On Monday afternoon I’ll be returning to New York after a month and a half on the road. During that time I drove all over Florida and saw seven shows there, flew up to New York and back twice to see four more shows and give a ten-minute speech, finished writing and editing Duke: A Life of Duke Ellington and sent the manuscript off to Gotham Books, and saw the sun set over the Gulf of Mexico a dozen times. It was warm–mostly–but it wasn’t a vacation, not even slightly. I can’t remember the last time I took one of those.
My traveling days are now officially over until the end of April. Except for occasional weekend jaunts to Connecticut and a fast trip to Rhode Island to see a rare American revival of a play by Eugène Ionesco, I’ll be totally preoccupied with theater in New York. That’s all right with me: I’m going to miss Florida, which I’ve grown to love in recent years, but I’m tired of living out of a pair of suitcases, and I like the idea of sleeping in my own bed again.
Home, however, is where Mrs. T is, so I’m not really coming home today. She’ll be spending an additional week in Florida with family, then flying to Los Angeles to visit friends and stay warm. I won’t be seeing her again until March.

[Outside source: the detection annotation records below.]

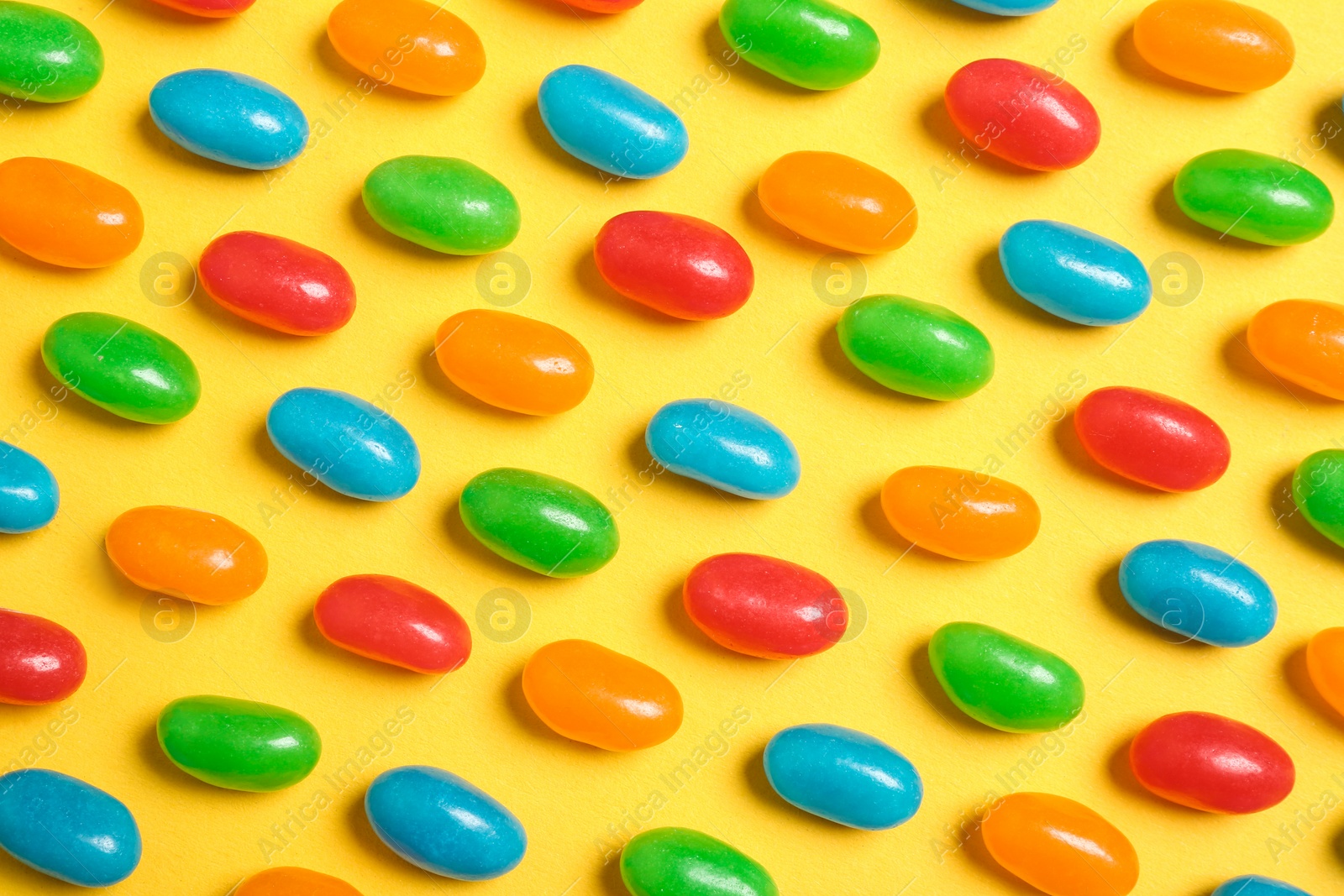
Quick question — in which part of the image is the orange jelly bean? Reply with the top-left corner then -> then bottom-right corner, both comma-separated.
757,152 -> 919,254
882,466 -> 1040,560
327,0 -> 486,97
0,156 -> 145,267
981,793 -> 1138,896
108,506 -> 266,605
434,309 -> 593,415
522,641 -> 681,751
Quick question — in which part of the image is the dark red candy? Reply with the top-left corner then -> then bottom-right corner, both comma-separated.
943,59 -> 1100,170
0,610 -> 89,705
593,211 -> 755,321
1129,712 -> 1297,814
313,575 -> 472,674
199,230 -> 354,336
1074,385 -> 1232,491
681,553 -> 849,659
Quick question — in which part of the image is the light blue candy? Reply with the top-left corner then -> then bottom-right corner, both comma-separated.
266,388 -> 419,501
999,220 -> 1153,327
365,766 -> 527,880
643,398 -> 801,500
536,65 -> 690,177
764,726 -> 923,831
0,768 -> 139,887
150,69 -> 307,170
1120,538 -> 1278,647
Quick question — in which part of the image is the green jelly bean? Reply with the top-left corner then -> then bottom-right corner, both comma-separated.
719,0 -> 882,90
365,156 -> 522,255
836,296 -> 995,401
621,827 -> 780,896
159,697 -> 323,793
929,622 -> 1084,732
0,0 -> 102,102
42,312 -> 200,423
1173,149 -> 1335,246
459,468 -> 621,579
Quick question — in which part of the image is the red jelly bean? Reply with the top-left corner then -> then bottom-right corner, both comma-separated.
313,575 -> 472,674
1129,712 -> 1297,814
0,610 -> 89,705
681,553 -> 849,659
593,211 -> 755,321
1074,385 -> 1232,491
199,230 -> 354,336
943,59 -> 1100,170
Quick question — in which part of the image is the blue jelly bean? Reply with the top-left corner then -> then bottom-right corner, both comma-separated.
365,766 -> 527,880
643,398 -> 801,498
1120,538 -> 1278,647
266,388 -> 419,501
999,220 -> 1153,327
150,69 -> 307,170
764,726 -> 923,831
0,768 -> 139,887
536,65 -> 690,177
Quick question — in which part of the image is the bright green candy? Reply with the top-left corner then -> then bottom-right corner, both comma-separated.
719,0 -> 882,90
0,0 -> 102,102
836,296 -> 995,401
365,156 -> 522,255
621,827 -> 780,896
42,312 -> 200,423
159,697 -> 323,791
459,468 -> 621,579
1174,149 -> 1335,246
929,622 -> 1084,732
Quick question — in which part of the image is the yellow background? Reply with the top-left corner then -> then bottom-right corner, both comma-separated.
0,0 -> 1344,896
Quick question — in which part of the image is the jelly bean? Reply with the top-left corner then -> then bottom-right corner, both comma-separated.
0,157 -> 145,267
1074,385 -> 1232,491
0,442 -> 60,535
1129,712 -> 1297,815
1134,0 -> 1295,92
999,220 -> 1153,327
929,622 -> 1084,732
0,768 -> 139,887
981,793 -> 1138,896
106,506 -> 267,605
1172,149 -> 1335,246
621,827 -> 780,896
0,610 -> 89,706
365,766 -> 527,880
943,59 -> 1100,170
681,553 -> 849,659
719,0 -> 882,90
757,152 -> 919,255
150,69 -> 307,170
882,466 -> 1040,560
459,468 -> 621,579
327,0 -> 486,97
593,211 -> 755,321
266,388 -> 421,501
42,312 -> 200,423
363,156 -> 522,255
313,575 -> 472,674
522,639 -> 681,751
434,307 -> 593,415
197,233 -> 354,336
836,296 -> 995,401
1120,538 -> 1278,647
159,696 -> 323,793
643,398 -> 802,500
536,65 -> 690,179
0,0 -> 102,102
764,726 -> 923,831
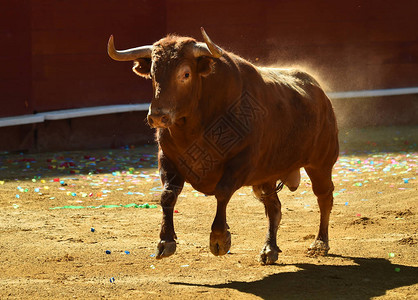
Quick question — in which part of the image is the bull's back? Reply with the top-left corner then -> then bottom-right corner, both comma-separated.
243,68 -> 338,182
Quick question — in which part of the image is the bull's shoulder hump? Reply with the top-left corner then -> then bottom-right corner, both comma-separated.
259,67 -> 319,86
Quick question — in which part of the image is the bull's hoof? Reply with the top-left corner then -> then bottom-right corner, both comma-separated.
210,231 -> 231,256
308,240 -> 329,257
258,244 -> 282,265
155,241 -> 176,259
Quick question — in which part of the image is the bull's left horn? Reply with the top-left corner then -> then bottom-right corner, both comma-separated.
107,35 -> 152,61
195,27 -> 223,58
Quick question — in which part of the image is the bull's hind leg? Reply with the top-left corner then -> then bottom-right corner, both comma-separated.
156,153 -> 184,259
305,167 -> 334,256
253,182 -> 282,265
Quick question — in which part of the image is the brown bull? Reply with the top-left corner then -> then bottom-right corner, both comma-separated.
108,28 -> 338,264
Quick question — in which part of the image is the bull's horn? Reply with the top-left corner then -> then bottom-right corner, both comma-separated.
194,27 -> 223,58
107,35 -> 152,61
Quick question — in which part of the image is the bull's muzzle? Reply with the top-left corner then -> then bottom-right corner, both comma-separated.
147,113 -> 171,128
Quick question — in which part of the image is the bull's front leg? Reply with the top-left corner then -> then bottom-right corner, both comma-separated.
156,152 -> 184,259
253,182 -> 282,265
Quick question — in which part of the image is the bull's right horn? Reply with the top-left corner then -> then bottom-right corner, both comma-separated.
193,27 -> 223,58
107,35 -> 152,61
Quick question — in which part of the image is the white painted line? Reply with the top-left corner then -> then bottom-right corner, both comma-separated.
327,87 -> 418,99
0,115 -> 45,127
42,103 -> 149,120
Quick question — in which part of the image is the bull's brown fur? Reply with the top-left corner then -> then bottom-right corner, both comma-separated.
112,30 -> 338,264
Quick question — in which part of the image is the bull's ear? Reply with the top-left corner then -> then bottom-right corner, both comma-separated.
197,56 -> 215,77
132,58 -> 151,79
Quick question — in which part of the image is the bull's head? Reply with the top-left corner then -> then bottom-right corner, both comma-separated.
108,27 -> 223,128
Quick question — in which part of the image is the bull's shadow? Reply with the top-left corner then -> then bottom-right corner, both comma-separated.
171,255 -> 418,299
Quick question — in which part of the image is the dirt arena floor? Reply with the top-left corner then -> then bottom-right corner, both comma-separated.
0,127 -> 418,299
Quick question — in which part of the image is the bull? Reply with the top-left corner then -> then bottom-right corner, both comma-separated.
108,28 -> 339,264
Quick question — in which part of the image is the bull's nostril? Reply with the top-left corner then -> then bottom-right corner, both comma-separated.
161,116 -> 168,124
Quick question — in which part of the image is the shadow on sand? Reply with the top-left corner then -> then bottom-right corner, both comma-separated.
171,255 -> 418,299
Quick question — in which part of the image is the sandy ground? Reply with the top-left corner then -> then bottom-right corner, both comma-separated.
0,127 -> 418,299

I’m glad I missed the blizzard. I seem to have lost my taste for snow, and to some extent for New York City as well. Fortunately, I still love a great many people who live there, and I wouldn’t want to be without the theater district, not to mention the other cultural institutions that are for me the whole point of living in Manhattan. That said, I’m definitely feeling a bit disoriented these days, not wholly satisfied with the present and unsure of the future.

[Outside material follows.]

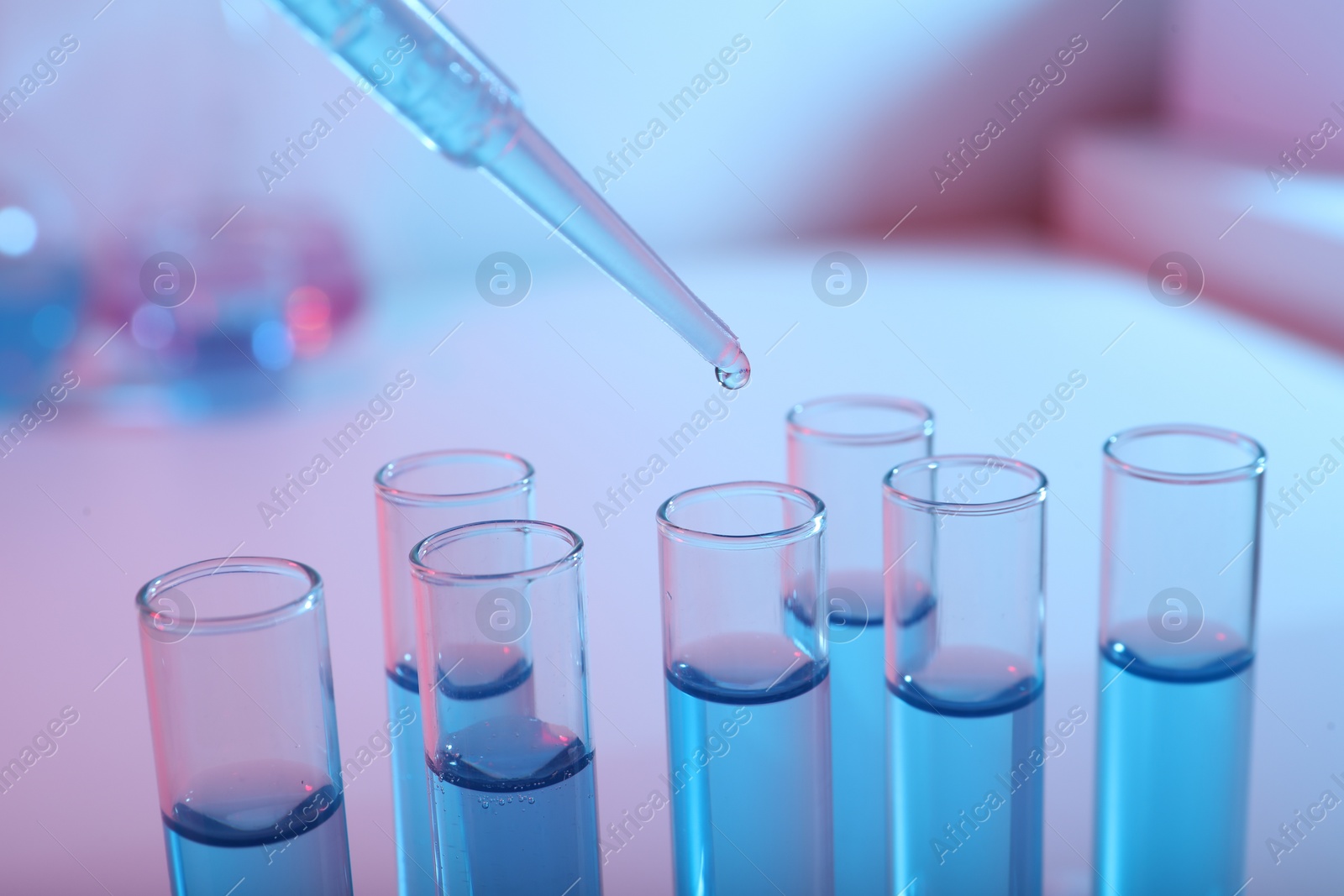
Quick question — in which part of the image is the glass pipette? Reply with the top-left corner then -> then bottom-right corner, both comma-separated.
274,0 -> 751,388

It could be that I’m suffering from a mild case of the postpartum depression that has been known to assault writers who’ve just finished a long and demanding book. It could also be that returning to my New York apartment will restore the sense of stability that has lately deserted me. I’ve always have a way of feeling at home wherever I am–which is, I suppose, another way of saying that I don’t feel entirely at home anywhere.
So…what now? As soon as I empty my bags, I’ll let you know.